After Crymson's twin bladed lightsaber revealing pink blades and my own vibrant, violet saber blade were ignited, tested, and extinguished, our "test" was placed on hold while the top "5" memebers of the SG held a private deliberation.

With their higher status they could have banished us on a whim but I knew they wouldn't dare, suspecting foulplay was involved, recognizing some of their own tactics used in our designs but seeing a unique solution to the task, it is speculated that as imatation is the highest form of flattery and the purpose of the test was to teach, the "5" members decided to embrace our collective intelligence and allow us to pass the test, unchallenged.

There were twenty members of the Guild, but a blood thirsty rule declared by Elixis Kel of being able to challenge another for rank or power eventually caused the members to grow so obsessed with the "queen of the mountain" philosphy, that they killed eachother off in pursuit of being the best.
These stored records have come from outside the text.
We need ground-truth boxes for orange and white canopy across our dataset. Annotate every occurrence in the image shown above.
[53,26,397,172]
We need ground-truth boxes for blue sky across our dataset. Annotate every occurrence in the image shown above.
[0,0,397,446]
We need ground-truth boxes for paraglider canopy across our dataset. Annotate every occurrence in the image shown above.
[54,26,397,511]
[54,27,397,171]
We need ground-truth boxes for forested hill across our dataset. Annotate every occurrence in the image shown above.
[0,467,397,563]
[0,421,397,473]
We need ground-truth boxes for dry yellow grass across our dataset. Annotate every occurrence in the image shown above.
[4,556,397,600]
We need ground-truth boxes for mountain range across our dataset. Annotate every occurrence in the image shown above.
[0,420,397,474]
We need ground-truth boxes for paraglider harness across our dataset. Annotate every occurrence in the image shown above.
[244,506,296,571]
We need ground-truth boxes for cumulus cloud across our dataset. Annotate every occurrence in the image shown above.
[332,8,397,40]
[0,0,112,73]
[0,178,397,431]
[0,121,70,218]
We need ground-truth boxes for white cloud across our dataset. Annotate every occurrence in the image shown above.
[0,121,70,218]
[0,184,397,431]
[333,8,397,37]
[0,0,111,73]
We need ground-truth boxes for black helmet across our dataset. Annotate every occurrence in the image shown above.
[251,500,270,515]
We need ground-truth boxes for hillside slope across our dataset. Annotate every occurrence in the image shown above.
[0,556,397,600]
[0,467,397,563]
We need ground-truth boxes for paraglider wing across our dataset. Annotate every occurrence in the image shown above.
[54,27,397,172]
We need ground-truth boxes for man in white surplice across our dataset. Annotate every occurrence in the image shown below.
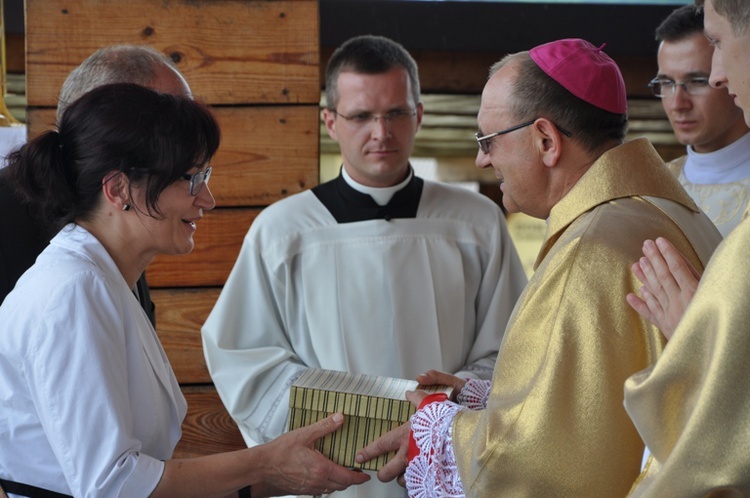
[202,36,526,497]
[649,5,750,237]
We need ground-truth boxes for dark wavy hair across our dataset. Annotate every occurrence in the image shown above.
[8,83,221,230]
[655,5,703,42]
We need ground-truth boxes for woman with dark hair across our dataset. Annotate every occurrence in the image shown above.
[0,84,368,497]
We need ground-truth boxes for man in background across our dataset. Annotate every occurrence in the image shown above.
[649,5,750,237]
[202,36,526,497]
[0,45,191,323]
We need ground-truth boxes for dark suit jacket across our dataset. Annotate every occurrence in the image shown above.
[0,169,156,325]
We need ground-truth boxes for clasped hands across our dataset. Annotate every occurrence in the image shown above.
[626,237,700,339]
[356,370,466,486]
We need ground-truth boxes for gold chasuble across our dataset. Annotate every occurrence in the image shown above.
[625,212,750,498]
[453,139,721,498]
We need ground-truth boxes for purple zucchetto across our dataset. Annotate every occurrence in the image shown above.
[529,38,628,114]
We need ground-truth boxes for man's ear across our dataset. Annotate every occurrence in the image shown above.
[102,171,132,211]
[321,108,338,142]
[533,118,563,168]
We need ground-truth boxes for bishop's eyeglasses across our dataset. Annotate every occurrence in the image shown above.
[474,118,572,154]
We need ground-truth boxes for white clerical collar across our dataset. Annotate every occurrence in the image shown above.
[341,167,414,206]
[683,133,750,184]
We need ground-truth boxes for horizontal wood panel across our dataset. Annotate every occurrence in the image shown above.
[146,209,260,288]
[151,288,221,384]
[26,0,320,106]
[28,104,320,207]
[173,386,247,458]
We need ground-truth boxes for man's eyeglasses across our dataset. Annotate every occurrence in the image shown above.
[474,118,572,154]
[648,76,711,98]
[181,166,212,196]
[331,109,417,127]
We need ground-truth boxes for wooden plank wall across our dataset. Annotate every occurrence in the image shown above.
[26,0,320,457]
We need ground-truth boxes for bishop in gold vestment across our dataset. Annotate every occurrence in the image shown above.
[361,39,721,498]
[453,139,720,497]
[625,211,750,498]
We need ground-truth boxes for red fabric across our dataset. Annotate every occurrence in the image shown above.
[407,393,448,462]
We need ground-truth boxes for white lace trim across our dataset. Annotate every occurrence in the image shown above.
[404,401,466,498]
[456,379,491,410]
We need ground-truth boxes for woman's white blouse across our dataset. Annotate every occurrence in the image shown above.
[0,225,187,498]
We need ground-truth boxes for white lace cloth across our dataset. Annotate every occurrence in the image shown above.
[404,401,466,498]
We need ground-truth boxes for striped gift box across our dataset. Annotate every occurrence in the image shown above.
[288,368,450,470]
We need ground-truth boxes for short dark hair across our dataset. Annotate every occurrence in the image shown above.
[490,52,628,152]
[655,5,703,42]
[695,0,750,36]
[7,83,221,230]
[326,35,420,110]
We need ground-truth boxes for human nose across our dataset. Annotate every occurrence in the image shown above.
[193,183,216,211]
[370,114,391,139]
[474,148,492,169]
[667,82,692,109]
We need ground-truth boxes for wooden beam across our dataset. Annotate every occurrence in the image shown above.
[27,104,320,207]
[26,0,319,107]
[146,208,260,288]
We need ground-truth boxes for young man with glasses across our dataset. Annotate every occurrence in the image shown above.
[649,5,750,237]
[625,0,750,498]
[361,39,721,497]
[202,36,526,497]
I know I am the best, I need no rank to declare my superiority. However it cannot be denied that now, with the others buried and lost, I am what remains of the Shadow Guild, I am #1 and anyone who might possibly know of the Guild may try to claim the title from me.

Let them come...I am ready.

Although logically it makes more sense to unite against Elixis to maintain order, the power of insecurity, jealousy, envy and fear wittled away and consumed the other's sense of unity and sensibility one by one.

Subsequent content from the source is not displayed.